Many of them are familiar to us - Chevron, Exxon and BP.  Less familiar are those government-run industries, producing coal in countries such as China, the former Soviet Union, North Korea and Poland. 

Smoke rises from a petrochemical plant in Rotterdam. Photo: ShutterstockSmoke rises from a petrochemical plant in Rotterdam. Photo: Shutterstock

Many are sitting on substantial reserves of fossil fuels which they currently intend to exploit.  If these reserves are not left in the ground and are burned instead, it will generate an even greater risk of imminent climate change. 

Focusing on the behaviour and plans of such companies allows us to hold them to account not as faceless corporations but as chief executives, shareholders and government ministers.  Unless we directly confront their behaviour and strategies our commitments to addressing climate change amount to little more than just vacuous verbiage.

Military influence on climate change

A second key front in the struggle against climate change must be militarisation and the military.  For example, if the US military were a country, its fuel use alone would make it the 47th largest emitter of greenhouse gases in the world.  Today the US military alone is a bigger polluter than some 140 countries combined.

Its consumption of fuel per soldier per day increased from 3.8 litres of oil in the period 1939-1945 to 34 litres in the Vietnam War, 38 litres during the 1991 Gulf War, and 57 litres during the wars in Iraq and Afghanistan.  By 2006, the US Air Force consumed more fuel in Iraq and Afghanistan than all the aeroplanes flown by American forces during the entire Second World War  

Worldwide, the military remains the single biggest institutional consumer of hydrocarbons.  They continue to lock us into predominantly hydrocarbon-based weapons systems for years to come.  While the military has invested in developing alternative energy sources like biofuels, these make up only a tiny fraction of spending on fuels.

The US military alone is a bigger polluter than some 140 countries combined.

The bootprint of the military is enormous.  Similar to corporations, militaries rely on extensive global networks of container ships, trucks and cargo planes to supply operations with everything from bombs to equipment and hydrocarbon fuels.  And this does not consider the conduct of war itself and its direct and indirect impact on the environment.

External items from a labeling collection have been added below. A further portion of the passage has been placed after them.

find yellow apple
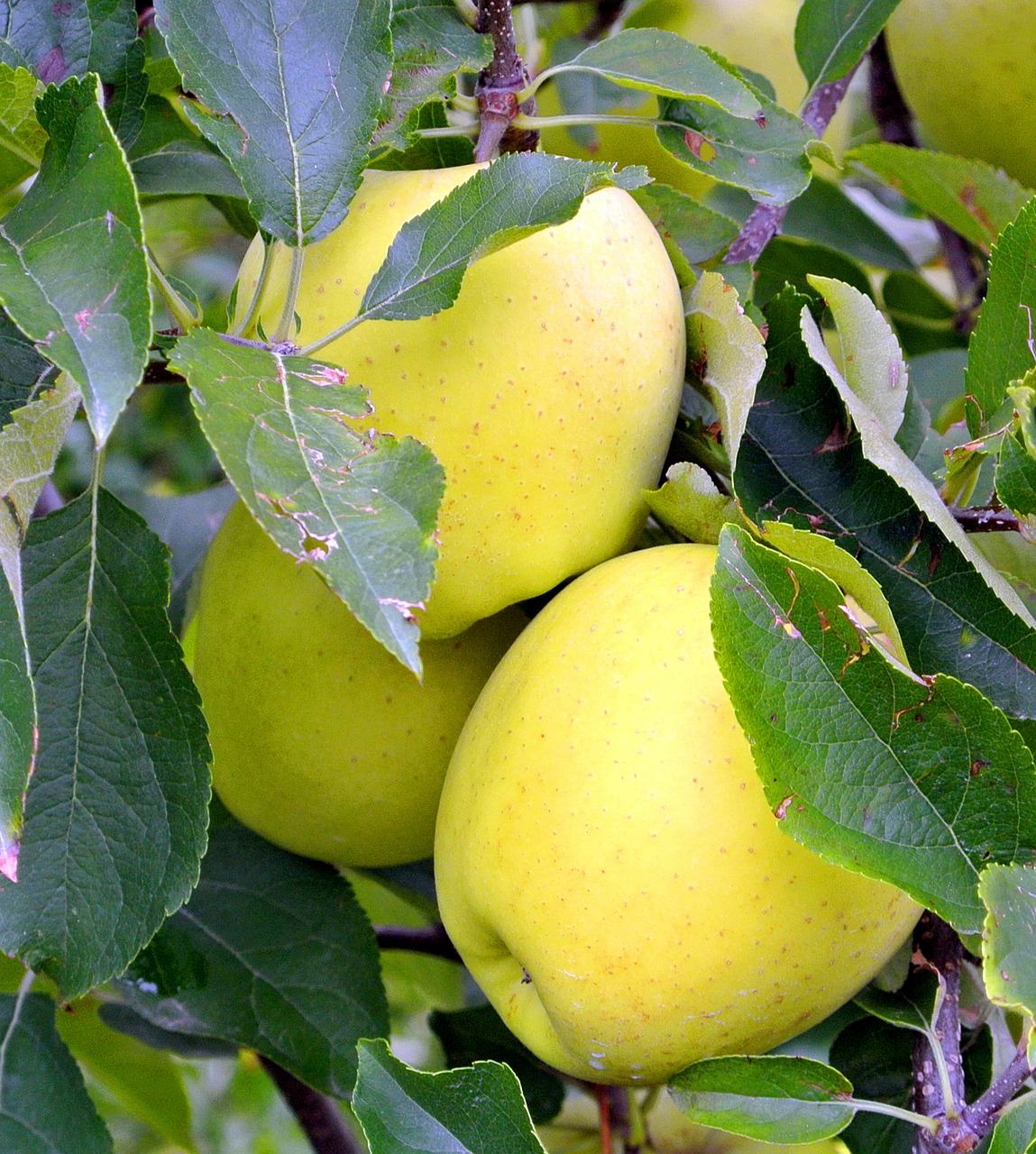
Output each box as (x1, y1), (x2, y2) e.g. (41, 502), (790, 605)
(238, 168), (684, 637)
(190, 503), (526, 866)
(539, 0), (849, 198)
(887, 0), (1036, 188)
(435, 545), (920, 1085)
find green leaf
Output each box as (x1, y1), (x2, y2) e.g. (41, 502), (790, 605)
(0, 490), (209, 997)
(644, 461), (738, 545)
(353, 1039), (544, 1154)
(539, 28), (763, 120)
(656, 97), (817, 205)
(987, 1095), (1036, 1154)
(979, 863), (1036, 1017)
(428, 1005), (565, 1125)
(129, 96), (244, 197)
(684, 272), (766, 472)
(996, 435), (1036, 517)
(374, 0), (492, 149)
(58, 998), (195, 1150)
(170, 329), (445, 673)
(0, 994), (112, 1154)
(846, 144), (1032, 252)
(759, 520), (907, 664)
(829, 1017), (917, 1154)
(0, 379), (79, 881)
(711, 527), (1036, 932)
(156, 0), (392, 248)
(0, 63), (47, 168)
(854, 970), (945, 1034)
(781, 177), (913, 272)
(350, 152), (647, 328)
(802, 277), (1036, 623)
(669, 1057), (855, 1143)
(633, 184), (739, 269)
(734, 291), (1036, 717)
(795, 0), (899, 96)
(752, 236), (874, 308)
(0, 309), (58, 428)
(0, 76), (151, 444)
(965, 198), (1036, 435)
(0, 0), (136, 84)
(118, 812), (389, 1097)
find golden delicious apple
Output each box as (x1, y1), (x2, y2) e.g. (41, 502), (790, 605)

Additionally, militaries relies on secrecy (hiding behind their version of ‘security’) and being excluded from many climate change targets with the result that we are significantly in the dark as to its real impact.

Significantly reducing the world’s war machine must be a key plank of any serious climate change agenda.  ‘Greening’ the current military machine is simply not a credible option.

The challenges of our climate emergency urgently require a new politics not just from governments but more importantly from citizens. If we are to meet any of our real climate goals, we simply must confront the agendas of both global corporations and the world’s military.